À l’occasion de notre conseil des ministres, à Bouaké, capitale de la rébellion, j’expose la situation de l’ouest. Certains ministres des forces nouvelles et du RDR tentent de botter en touche, estimant que le temps fera son effet dans le sens positif. Heureux qu’on ne juge pas ma description, attentatoire à l’esprit de la réconciliation. Comme si la réconciliation consiste à tout accorder à la rébellion pour se taire sur les souffrances des autres.
Je ne me laisse guère intimider par leur nombre et le soutien des ministres comme Assoa Adou, Angèle Gnonsoa, Hubert Oulaye, me permet d’obtenir qu’une délégation du gouvernement se rende à Duékoué. Je convaincs le Premier ministre Seydou Elimane Diarra et le conseil, que cette visite se fasse sans délai.

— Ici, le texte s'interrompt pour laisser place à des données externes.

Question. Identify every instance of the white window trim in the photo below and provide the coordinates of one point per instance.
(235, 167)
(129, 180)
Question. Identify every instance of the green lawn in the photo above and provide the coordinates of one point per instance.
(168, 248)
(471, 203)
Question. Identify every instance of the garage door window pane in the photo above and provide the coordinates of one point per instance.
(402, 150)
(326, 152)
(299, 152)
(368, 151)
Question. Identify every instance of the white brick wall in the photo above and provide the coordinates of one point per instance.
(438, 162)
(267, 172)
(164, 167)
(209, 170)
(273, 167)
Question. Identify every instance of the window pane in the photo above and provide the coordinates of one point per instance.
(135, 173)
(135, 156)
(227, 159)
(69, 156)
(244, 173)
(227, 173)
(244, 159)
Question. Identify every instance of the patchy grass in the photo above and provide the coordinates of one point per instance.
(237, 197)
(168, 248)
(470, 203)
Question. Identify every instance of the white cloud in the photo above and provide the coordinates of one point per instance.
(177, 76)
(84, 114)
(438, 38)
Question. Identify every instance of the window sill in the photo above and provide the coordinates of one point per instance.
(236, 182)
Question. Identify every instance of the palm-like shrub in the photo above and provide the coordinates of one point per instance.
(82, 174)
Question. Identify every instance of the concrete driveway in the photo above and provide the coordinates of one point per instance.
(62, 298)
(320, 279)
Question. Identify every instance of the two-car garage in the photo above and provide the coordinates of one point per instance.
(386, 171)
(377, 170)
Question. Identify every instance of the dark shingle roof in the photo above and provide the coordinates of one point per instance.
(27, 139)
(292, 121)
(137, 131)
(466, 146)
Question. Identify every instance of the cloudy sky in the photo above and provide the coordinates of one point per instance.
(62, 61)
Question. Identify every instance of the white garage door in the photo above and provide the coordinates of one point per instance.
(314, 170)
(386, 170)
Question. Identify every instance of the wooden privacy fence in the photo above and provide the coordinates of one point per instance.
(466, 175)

Malgré les craintes et les avis contraires de nombreuses personnes, je décide de rallier directement Duékoué, sans retourner à Abidjan. Dans l’hélicoptère de la Licorne qui m’y amène, je fais la connaissance de Delly Gaspard. Nos échanges se limitent quasiment aux présentations faites par l’officier français.
À l’atterrissage à Duékoué, nous nous séparons car il poursuit son voyage sur Danané. Dégoûté, mais déterminé, je me rends à l’hôtel Monhessea avec pour seul compagnon mon garde de corps Gérard Bah. Du fait du contexte de guerre, l’hôtel est désaffecté, et je dois me contenter de dormir dans le fauteuil de la suite qui m’est affectée. Mon garde de corps à mes côtés. Me méfiant énormément des armes, je lui demande de ranger la sienne sous son fauteuil, canon dirigé devant nous, face à la porte.

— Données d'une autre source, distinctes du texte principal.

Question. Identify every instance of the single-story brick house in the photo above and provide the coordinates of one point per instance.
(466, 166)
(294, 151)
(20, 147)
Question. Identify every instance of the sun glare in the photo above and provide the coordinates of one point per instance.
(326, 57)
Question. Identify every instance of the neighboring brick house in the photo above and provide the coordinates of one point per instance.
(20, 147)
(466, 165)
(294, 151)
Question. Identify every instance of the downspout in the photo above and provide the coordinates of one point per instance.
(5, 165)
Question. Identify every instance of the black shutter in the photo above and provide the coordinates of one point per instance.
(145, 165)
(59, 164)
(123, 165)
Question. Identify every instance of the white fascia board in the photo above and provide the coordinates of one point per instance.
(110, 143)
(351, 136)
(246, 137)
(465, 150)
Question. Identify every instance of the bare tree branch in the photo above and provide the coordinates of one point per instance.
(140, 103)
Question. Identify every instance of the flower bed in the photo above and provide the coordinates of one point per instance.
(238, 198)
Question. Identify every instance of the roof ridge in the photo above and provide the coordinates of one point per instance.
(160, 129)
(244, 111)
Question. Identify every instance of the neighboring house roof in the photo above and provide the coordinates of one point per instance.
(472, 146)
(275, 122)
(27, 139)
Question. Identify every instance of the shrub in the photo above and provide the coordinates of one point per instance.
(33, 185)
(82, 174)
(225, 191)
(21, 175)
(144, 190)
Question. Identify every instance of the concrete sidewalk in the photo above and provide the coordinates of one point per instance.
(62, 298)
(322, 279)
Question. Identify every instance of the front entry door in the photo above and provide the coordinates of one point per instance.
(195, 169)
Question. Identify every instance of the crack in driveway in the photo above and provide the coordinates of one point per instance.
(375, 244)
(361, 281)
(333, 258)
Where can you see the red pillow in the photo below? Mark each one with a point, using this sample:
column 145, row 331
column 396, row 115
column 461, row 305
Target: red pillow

Je réquisitionne la villa du ministre Paul Gui DIBO pour y recevoir la délégation pour le verre d’eau de bienvenue. Malgré le contexte, nous réussissons le miracle de prévoir un repas.
La Société de Transport Abidjanais (Sotra), l’équivalent de la Ratp française en Côte d’Ivoire, nous affrète un car climatisé pour les déplacements du Premier Ministre et des membres du gouvernement qui doivent arriver en hélicoptère. Cela me laisse le temps d’associer quelques cadres à mon aventure téméraire. Vous en reconnaîtrez sur ces images légendées, qui parlent mieux que des mots.

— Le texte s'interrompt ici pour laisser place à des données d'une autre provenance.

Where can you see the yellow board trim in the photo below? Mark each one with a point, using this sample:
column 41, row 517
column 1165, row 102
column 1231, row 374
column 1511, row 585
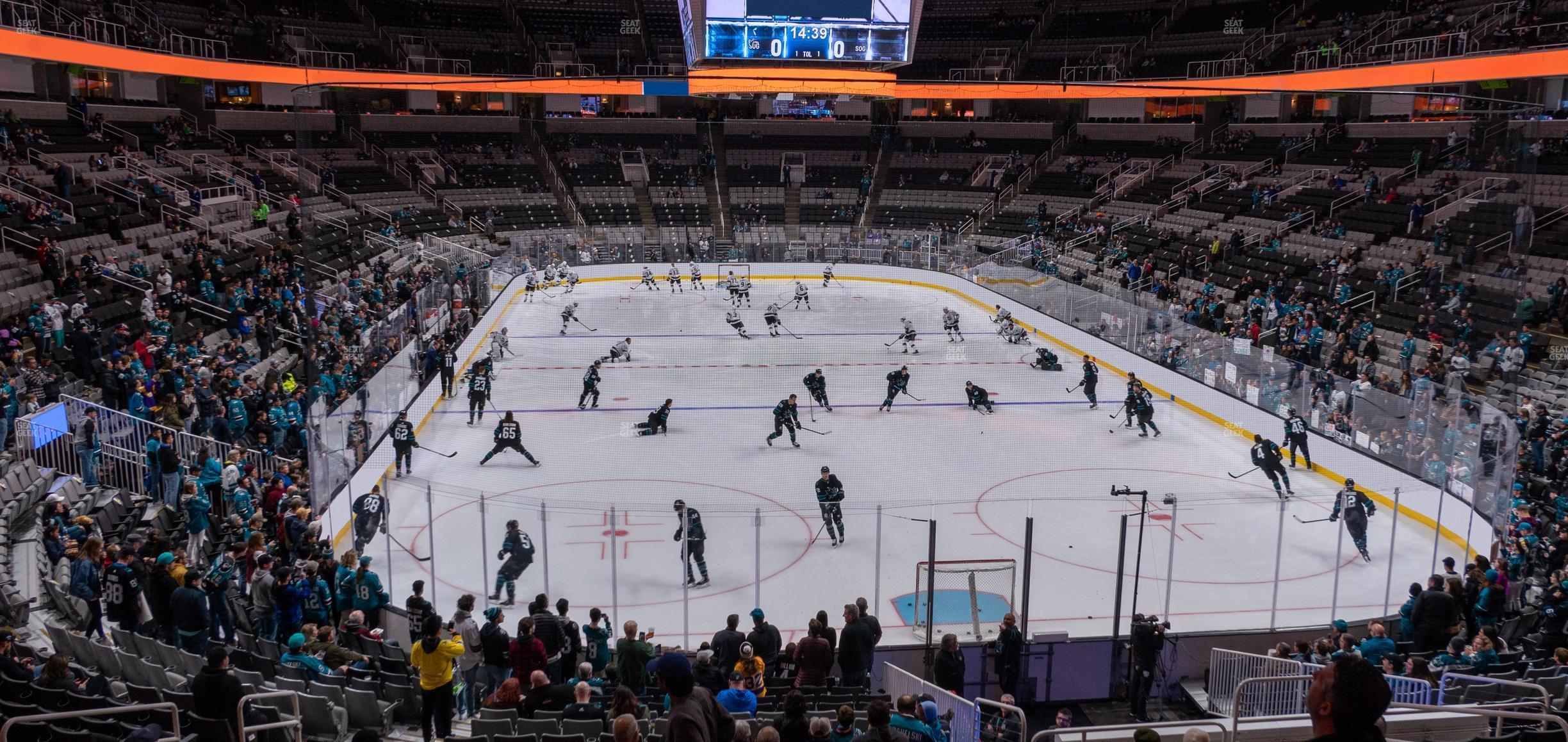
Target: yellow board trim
column 1425, row 520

Tôt le matin, je suis à l’accueil du Premier ministre et des ministres Assoa Adou, Fofana Zemogo, Angèle Gnonsoa, Issa Diakité, etc.
Après le traditionnel « Asrin », à la résidence du ministre Paul Gui Dibo qu’il nous prête, nous partons en car dans les villages de Fengolo, Baoubly, Diahouin, Guehiebly. Partout, dans les champs, au fond des ruisseaux, dans les abords des écoles, nous découvrons des tas, voire des montagnes d’ossements. Dans la bananeraie de l’école primaire située entre Baoubly et Fengolo, la scène d’ossements éparpillés sur une grande superficie. Ce seraient des populations qui, fuyant Bangolo ont été bloquées en ce lieu et exécutées.
Dans les villages, des quartiers WÊ sont déserts, en face quartiers Cedeao et de populations allochtones grouillant d’activités.
Sonné par ce qu’il a vu, tout au long de ce parcours, le Premier ministre, Seydou Elimane Diarra, s’assoit à même le sol d’une terrasse, à l’étape de Guehiebly.
De retour à Duékoué, beaucoup avaient perdu l’appétit et sont rentrés à Abidjan.
La gestion de la suite de cette visite, est une autre paire de manches.